# <div style="text-align: right">Generative Adversarial Networks to create new Simpsons character face</div>

<div style="text-align: right">by Neel Indap(indap.n@husky.neu.edu)</div>

## Introduction
***

### What is a Generative Adversarial Network (GAN)?
Generative Adversarial Network (referred to as GAN) is a network that generates new data with the same internal structure as the training data. They can be described as generative models based on supervised learning.
It consists of 2 Neural Networks models, the generator (which defines takes random noise and generates samples), and a discriminator (which takes the above sample, and tries to determine if it is fake or real). At each step, we try to minimize the loss for both models, until the point where the generator produces samples virtually indistinguishable from the real images, for the discriminator.
The network itself can be thought of as a game between the 2 models, both competing to win.
To gain more insight into this, refer to the following paper published by Ian Goodfellow and his colleagues, explaining their motivation behind this.<br>
[GAN paper](https://arxiv.org/abs/1406.2661)

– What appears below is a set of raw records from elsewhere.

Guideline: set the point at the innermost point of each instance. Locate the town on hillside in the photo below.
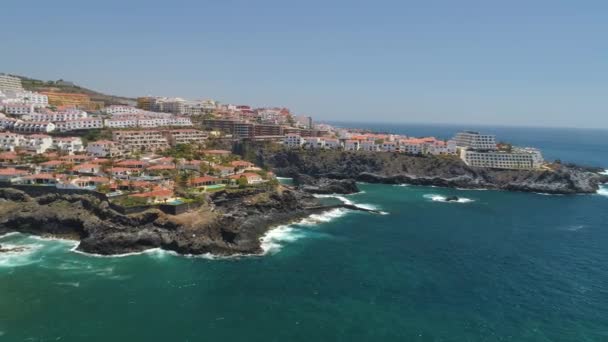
(162, 150)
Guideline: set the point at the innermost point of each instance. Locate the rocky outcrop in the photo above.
(325, 185)
(445, 171)
(230, 223)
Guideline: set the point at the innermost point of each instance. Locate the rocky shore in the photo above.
(336, 171)
(230, 223)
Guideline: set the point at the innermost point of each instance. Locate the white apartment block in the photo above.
(19, 108)
(184, 136)
(352, 145)
(518, 158)
(122, 110)
(79, 124)
(38, 143)
(475, 141)
(9, 141)
(332, 144)
(25, 97)
(103, 149)
(314, 142)
(411, 148)
(69, 145)
(33, 127)
(10, 83)
(293, 140)
(369, 145)
(67, 115)
(144, 140)
(120, 123)
(389, 146)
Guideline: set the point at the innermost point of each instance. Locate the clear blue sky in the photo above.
(532, 62)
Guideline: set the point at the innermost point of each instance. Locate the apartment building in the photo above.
(103, 149)
(9, 141)
(66, 115)
(10, 83)
(475, 141)
(69, 145)
(32, 127)
(121, 110)
(184, 136)
(19, 108)
(293, 140)
(37, 143)
(144, 140)
(518, 158)
(25, 97)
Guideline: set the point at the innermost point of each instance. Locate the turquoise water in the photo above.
(495, 266)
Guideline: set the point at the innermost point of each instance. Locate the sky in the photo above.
(522, 63)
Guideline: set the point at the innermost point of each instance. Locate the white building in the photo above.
(38, 143)
(332, 144)
(33, 127)
(79, 124)
(69, 145)
(293, 140)
(67, 115)
(10, 83)
(369, 145)
(352, 145)
(314, 142)
(475, 141)
(103, 149)
(120, 123)
(25, 97)
(121, 110)
(19, 108)
(518, 158)
(9, 141)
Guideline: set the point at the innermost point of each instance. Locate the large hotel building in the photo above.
(480, 150)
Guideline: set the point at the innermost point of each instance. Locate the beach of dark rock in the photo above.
(312, 170)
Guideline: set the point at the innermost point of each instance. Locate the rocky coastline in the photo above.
(229, 223)
(337, 171)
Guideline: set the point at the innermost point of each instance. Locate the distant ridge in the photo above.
(69, 87)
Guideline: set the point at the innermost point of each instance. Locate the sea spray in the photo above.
(440, 198)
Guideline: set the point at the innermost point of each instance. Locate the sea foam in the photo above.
(440, 198)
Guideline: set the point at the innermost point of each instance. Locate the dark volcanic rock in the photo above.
(232, 222)
(446, 171)
(325, 185)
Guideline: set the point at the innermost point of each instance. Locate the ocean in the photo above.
(494, 266)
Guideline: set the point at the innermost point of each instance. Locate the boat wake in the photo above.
(347, 201)
(440, 198)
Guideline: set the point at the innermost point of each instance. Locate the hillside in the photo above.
(68, 87)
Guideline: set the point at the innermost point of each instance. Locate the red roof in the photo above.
(204, 179)
(155, 193)
(12, 172)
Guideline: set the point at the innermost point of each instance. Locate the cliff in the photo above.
(230, 223)
(446, 171)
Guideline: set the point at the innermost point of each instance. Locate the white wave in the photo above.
(123, 255)
(72, 284)
(440, 198)
(349, 202)
(325, 217)
(273, 241)
(8, 235)
(23, 255)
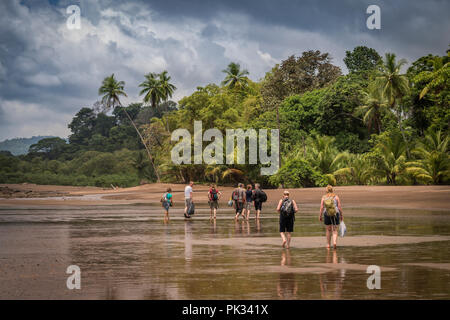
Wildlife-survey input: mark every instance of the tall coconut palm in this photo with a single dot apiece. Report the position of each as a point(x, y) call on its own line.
point(390, 160)
point(358, 170)
point(374, 106)
point(433, 163)
point(439, 77)
point(235, 77)
point(111, 89)
point(152, 89)
point(324, 157)
point(166, 87)
point(393, 86)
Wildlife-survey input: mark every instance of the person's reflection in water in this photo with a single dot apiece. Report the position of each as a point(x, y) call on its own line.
point(258, 226)
point(331, 283)
point(188, 240)
point(213, 226)
point(287, 285)
point(245, 227)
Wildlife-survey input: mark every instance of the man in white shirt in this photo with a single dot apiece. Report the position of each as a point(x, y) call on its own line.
point(188, 198)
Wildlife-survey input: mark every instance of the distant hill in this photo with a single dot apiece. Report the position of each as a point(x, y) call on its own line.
point(18, 146)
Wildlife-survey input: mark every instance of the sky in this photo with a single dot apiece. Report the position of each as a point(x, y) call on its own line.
point(48, 72)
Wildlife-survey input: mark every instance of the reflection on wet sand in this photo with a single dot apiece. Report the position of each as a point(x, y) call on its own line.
point(331, 283)
point(188, 240)
point(287, 286)
point(130, 253)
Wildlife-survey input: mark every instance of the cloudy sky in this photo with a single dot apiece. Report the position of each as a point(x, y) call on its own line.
point(48, 72)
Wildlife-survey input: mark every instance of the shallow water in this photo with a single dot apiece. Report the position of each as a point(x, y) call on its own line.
point(128, 252)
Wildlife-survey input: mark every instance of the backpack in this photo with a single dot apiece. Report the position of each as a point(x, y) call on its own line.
point(191, 209)
point(330, 206)
point(238, 195)
point(213, 195)
point(287, 208)
point(262, 196)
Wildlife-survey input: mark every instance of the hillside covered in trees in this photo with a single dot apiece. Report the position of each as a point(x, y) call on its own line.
point(385, 122)
point(18, 146)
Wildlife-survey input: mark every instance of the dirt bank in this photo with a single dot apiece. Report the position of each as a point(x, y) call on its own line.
point(406, 197)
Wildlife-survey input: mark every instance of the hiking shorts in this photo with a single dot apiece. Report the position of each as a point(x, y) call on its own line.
point(286, 224)
point(214, 204)
point(331, 220)
point(239, 206)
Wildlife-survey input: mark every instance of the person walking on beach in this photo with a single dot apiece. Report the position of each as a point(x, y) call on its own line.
point(188, 200)
point(331, 214)
point(287, 209)
point(213, 200)
point(238, 196)
point(248, 202)
point(166, 201)
point(259, 197)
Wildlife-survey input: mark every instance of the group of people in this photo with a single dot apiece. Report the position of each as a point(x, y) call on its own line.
point(330, 212)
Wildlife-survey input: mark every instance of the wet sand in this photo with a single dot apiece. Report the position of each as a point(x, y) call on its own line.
point(401, 197)
point(125, 250)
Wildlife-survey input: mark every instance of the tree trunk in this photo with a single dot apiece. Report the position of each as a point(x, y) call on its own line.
point(145, 145)
point(399, 116)
point(279, 135)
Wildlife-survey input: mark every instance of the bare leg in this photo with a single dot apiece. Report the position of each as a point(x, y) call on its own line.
point(288, 240)
point(283, 237)
point(328, 236)
point(334, 236)
point(166, 216)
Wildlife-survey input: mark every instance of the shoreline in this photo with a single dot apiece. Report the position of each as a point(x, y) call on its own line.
point(432, 198)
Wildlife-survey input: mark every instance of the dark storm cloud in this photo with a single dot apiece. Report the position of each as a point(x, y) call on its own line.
point(47, 73)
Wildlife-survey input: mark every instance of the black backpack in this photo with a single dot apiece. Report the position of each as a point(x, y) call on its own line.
point(191, 209)
point(287, 208)
point(262, 196)
point(214, 195)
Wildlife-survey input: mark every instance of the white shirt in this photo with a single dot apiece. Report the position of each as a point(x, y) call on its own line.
point(187, 192)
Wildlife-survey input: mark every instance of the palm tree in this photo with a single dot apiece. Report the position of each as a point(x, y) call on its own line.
point(390, 160)
point(235, 77)
point(433, 164)
point(324, 157)
point(166, 87)
point(374, 106)
point(152, 90)
point(437, 78)
point(234, 174)
point(393, 86)
point(358, 170)
point(111, 89)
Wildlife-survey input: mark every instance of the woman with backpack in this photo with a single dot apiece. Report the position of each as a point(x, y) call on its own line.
point(238, 196)
point(167, 202)
point(287, 209)
point(248, 202)
point(213, 200)
point(331, 214)
point(258, 198)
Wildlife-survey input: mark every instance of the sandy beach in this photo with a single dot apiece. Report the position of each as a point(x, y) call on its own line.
point(396, 197)
point(126, 251)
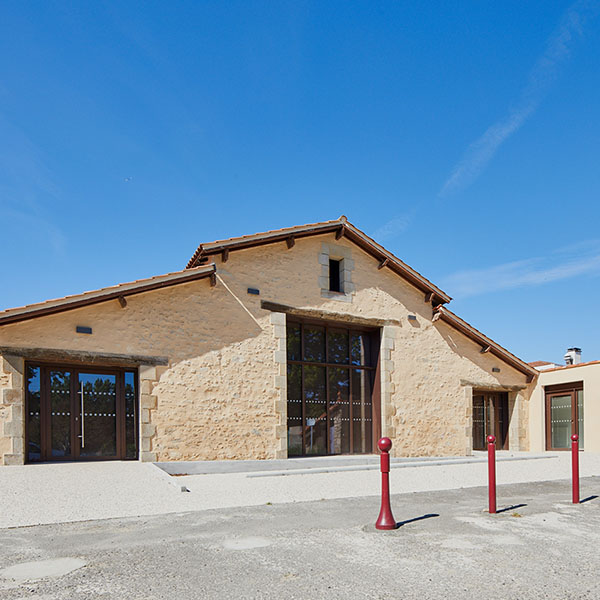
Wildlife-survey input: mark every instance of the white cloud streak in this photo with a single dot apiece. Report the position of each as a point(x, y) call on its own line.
point(393, 227)
point(543, 74)
point(525, 273)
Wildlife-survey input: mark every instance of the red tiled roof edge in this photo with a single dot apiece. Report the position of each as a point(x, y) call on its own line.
point(561, 367)
point(486, 343)
point(342, 227)
point(31, 311)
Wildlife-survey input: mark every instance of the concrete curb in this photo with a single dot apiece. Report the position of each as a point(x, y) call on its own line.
point(164, 476)
point(428, 463)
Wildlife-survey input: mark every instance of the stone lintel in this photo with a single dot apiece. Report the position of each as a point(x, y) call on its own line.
point(493, 387)
point(83, 356)
point(313, 313)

If you are new to Neural Networks, checkout this video. It is a good starting point in understanding what they are and how do they work.<br>
[What is a Neural Network?](https://www.youtube.com/watch?v=aircAruvnKk)

## GAN Architecture
***
![GAN Architecture](./images/GAN_architecture.png)

### Why GAN?
GANs are cited as the most interesting idea in the last ten years by the Yann LeCun, the director of AI at Facebook. This intrigued me to understand the working of this algorithm.<br>
Since its inception, there have been various improvements published. Most of these are around image generation.

In this paper, I am trying to train the model using a custom image set of only 100 images as training data. The original paper used a CelebA dataset provided by imagenet consisting of 200k images.<br>
Trying to get a stable working model using a small dataset, and noting the impact of changing the hyper parameters, as well as modifying the neural network itself.


## Improvements on GAN - DCGAN
***

Shortly after the initial concept was proposed, there was a paper published called [Unsupervised Learning using Deep Convolution GAN](https://arxiv.org/abs/1511.06434).

This paper talks about the use of batch normalization in the CNN layers to improve preformance of the network.

## Code setup
***

The code is hosted on [Github](https://github.com/neelindap/DCGAN-tensorflow)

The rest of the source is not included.